Déjà, ce n’est pas parce qu’elles sont hétérosexuelles, homosexuelles ou bisexuelles que les personnes ressentent de l’attirance physique pour toutes les autres personnes de leur sexe, du sexe opposé, des deux sexes. Certaines leur plaisent et les attirent, d’autres non. Et quand bien même si elles se retrouvaient dans une situation où correctement stimulées, elles pourraient ressentir du plaisir à avoir des relations sexuelles avec des personnes qui ne les attirent pas, elles ne le font pas, parce qu’elles n’en ont pas envie pour commencer.

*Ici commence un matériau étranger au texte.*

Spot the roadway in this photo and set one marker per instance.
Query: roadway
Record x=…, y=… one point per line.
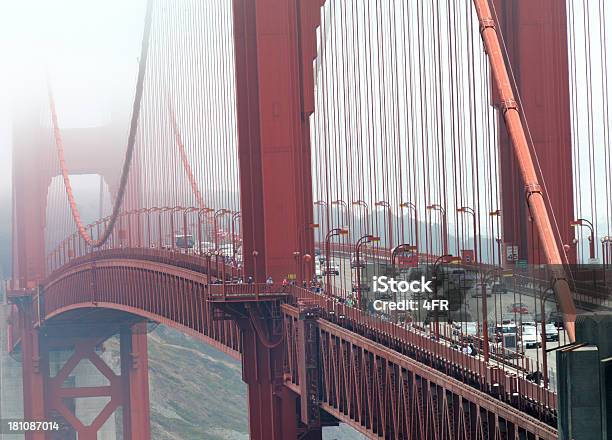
x=499, y=305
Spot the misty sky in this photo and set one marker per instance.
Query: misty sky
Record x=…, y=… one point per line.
x=89, y=50
x=87, y=47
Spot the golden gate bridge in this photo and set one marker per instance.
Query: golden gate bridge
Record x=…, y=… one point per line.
x=281, y=152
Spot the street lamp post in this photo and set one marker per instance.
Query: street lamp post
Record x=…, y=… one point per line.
x=605, y=253
x=438, y=207
x=497, y=213
x=332, y=233
x=218, y=213
x=434, y=277
x=236, y=215
x=586, y=223
x=385, y=204
x=362, y=240
x=394, y=252
x=346, y=207
x=549, y=291
x=412, y=206
x=485, y=314
x=468, y=210
x=363, y=204
x=322, y=204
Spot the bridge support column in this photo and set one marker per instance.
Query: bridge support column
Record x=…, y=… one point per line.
x=33, y=372
x=67, y=379
x=135, y=374
x=535, y=34
x=272, y=409
x=275, y=44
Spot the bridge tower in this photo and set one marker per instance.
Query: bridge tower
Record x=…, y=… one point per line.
x=536, y=39
x=275, y=46
x=92, y=150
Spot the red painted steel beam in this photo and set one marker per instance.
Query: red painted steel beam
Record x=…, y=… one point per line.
x=135, y=375
x=33, y=372
x=274, y=42
x=536, y=39
x=533, y=189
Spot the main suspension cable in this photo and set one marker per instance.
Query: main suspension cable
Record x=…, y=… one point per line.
x=128, y=154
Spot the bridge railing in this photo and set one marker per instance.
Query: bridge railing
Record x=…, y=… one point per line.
x=246, y=290
x=496, y=381
x=178, y=229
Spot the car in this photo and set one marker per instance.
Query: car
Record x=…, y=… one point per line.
x=354, y=263
x=206, y=246
x=478, y=288
x=551, y=332
x=520, y=308
x=467, y=330
x=500, y=330
x=331, y=268
x=530, y=336
x=498, y=288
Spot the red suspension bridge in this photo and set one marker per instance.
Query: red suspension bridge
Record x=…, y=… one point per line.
x=282, y=152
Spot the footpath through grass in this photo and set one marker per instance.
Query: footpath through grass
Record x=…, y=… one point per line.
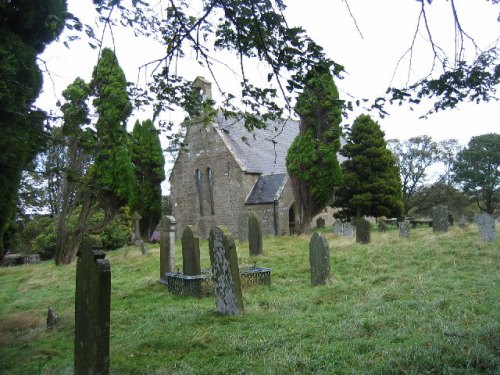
x=428, y=304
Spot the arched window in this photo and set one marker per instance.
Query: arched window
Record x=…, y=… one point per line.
x=199, y=181
x=211, y=189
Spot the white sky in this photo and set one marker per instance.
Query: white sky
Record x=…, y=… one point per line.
x=387, y=26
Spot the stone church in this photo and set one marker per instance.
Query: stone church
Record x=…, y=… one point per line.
x=228, y=172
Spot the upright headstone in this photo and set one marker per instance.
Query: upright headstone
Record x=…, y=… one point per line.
x=319, y=259
x=338, y=227
x=52, y=318
x=320, y=222
x=190, y=252
x=347, y=230
x=462, y=223
x=136, y=231
x=225, y=272
x=254, y=235
x=362, y=231
x=92, y=312
x=486, y=227
x=167, y=245
x=404, y=229
x=440, y=218
x=381, y=226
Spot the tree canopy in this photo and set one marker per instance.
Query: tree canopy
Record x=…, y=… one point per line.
x=372, y=185
x=477, y=169
x=26, y=28
x=312, y=158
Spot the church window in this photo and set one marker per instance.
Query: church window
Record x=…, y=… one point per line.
x=211, y=189
x=199, y=182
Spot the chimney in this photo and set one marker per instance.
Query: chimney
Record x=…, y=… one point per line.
x=205, y=86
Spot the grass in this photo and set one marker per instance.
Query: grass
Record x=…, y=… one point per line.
x=428, y=304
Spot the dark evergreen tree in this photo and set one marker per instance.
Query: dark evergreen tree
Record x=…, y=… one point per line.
x=372, y=185
x=312, y=158
x=477, y=170
x=108, y=182
x=26, y=27
x=149, y=164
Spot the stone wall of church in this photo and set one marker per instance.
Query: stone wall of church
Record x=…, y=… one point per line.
x=208, y=187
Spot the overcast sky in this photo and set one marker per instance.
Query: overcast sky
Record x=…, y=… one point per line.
x=387, y=27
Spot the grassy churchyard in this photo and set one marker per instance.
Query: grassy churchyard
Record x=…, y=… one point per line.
x=427, y=304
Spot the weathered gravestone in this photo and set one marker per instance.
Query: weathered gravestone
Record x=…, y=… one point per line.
x=319, y=259
x=136, y=231
x=320, y=222
x=190, y=252
x=404, y=229
x=462, y=223
x=225, y=272
x=440, y=218
x=92, y=312
x=486, y=227
x=254, y=235
x=167, y=245
x=381, y=226
x=362, y=231
x=52, y=318
x=338, y=227
x=347, y=230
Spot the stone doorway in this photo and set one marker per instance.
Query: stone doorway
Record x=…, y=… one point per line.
x=292, y=223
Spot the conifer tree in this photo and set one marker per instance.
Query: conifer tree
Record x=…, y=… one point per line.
x=312, y=158
x=149, y=172
x=372, y=185
x=26, y=28
x=108, y=182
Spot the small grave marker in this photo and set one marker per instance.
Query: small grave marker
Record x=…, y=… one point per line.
x=319, y=259
x=226, y=276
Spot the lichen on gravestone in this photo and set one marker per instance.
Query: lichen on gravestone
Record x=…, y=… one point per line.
x=190, y=252
x=486, y=227
x=254, y=235
x=440, y=218
x=319, y=260
x=404, y=229
x=225, y=272
x=362, y=231
x=92, y=312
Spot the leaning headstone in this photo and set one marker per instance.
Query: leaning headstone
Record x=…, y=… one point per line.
x=136, y=231
x=347, y=230
x=362, y=231
x=92, y=312
x=382, y=226
x=486, y=227
x=225, y=272
x=144, y=249
x=462, y=223
x=337, y=227
x=319, y=259
x=52, y=318
x=254, y=235
x=320, y=222
x=440, y=218
x=190, y=252
x=404, y=229
x=167, y=245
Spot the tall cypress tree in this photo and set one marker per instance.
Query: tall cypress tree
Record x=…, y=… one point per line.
x=26, y=27
x=108, y=182
x=312, y=158
x=149, y=163
x=372, y=185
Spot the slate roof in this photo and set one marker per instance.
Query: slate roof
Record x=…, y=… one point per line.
x=267, y=189
x=262, y=151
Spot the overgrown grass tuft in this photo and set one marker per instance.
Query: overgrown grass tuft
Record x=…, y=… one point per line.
x=428, y=304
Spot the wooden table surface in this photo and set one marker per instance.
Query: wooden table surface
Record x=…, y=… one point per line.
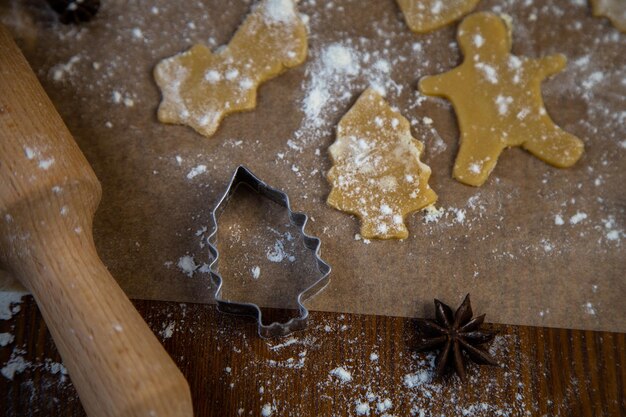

J’irais même plus loin. De mes lectures, l’attirance physique d’une personne pour une autre peut varier dans le temps. Il est possible qu’une fois, elle ait été présente, et que par suite, les relations sexuelles aient été une source de plaisir. Mais quand cette attirance s’estompe, alors l’envie des rapports sexuels s’éteint, quand bien même le potentiel de plaisir soit le même. En tout cas, c’est ce que je lisais à longueur de magazines féminins où il était question de susciter le plaisir pour faire renaître le désir.

Une autre analogie que je pourrais faire c’est de comparer le sexe avec autre chose. Prenons l’alcool par exemple, que je ne choisis pas par hasard. Il se trouve que je ne bois pas d’alcool, parce que je n’en ai pas le goût. Cependant, lors de mon unique relation sentimentale avec un homme, je voulais tellement lui plaire que je faisais ces deux choses pour lesquelles je n’éprouvais aucune envie pour moi-même, avoir des relations sexuelles et consommer de l’alcool. C’est ainsi que j’ai appris à ne plus être saturée par le goût de l’alcool en lui-même et à apprécier les autres goûts de la boisson, comme le vin, le rhum, ou autres cocktails bien sucrés, à reconnaître les différents parfums d’un bon vin et en général, à ressentir un certain plaisir gustatif à boire des boissons alcoolisées. Toutefois, est-ce que maintenant que la relation est terminée, je continue à boire de l’alcool ? Non, pas du tout, puisque je n’en ai pas le goût.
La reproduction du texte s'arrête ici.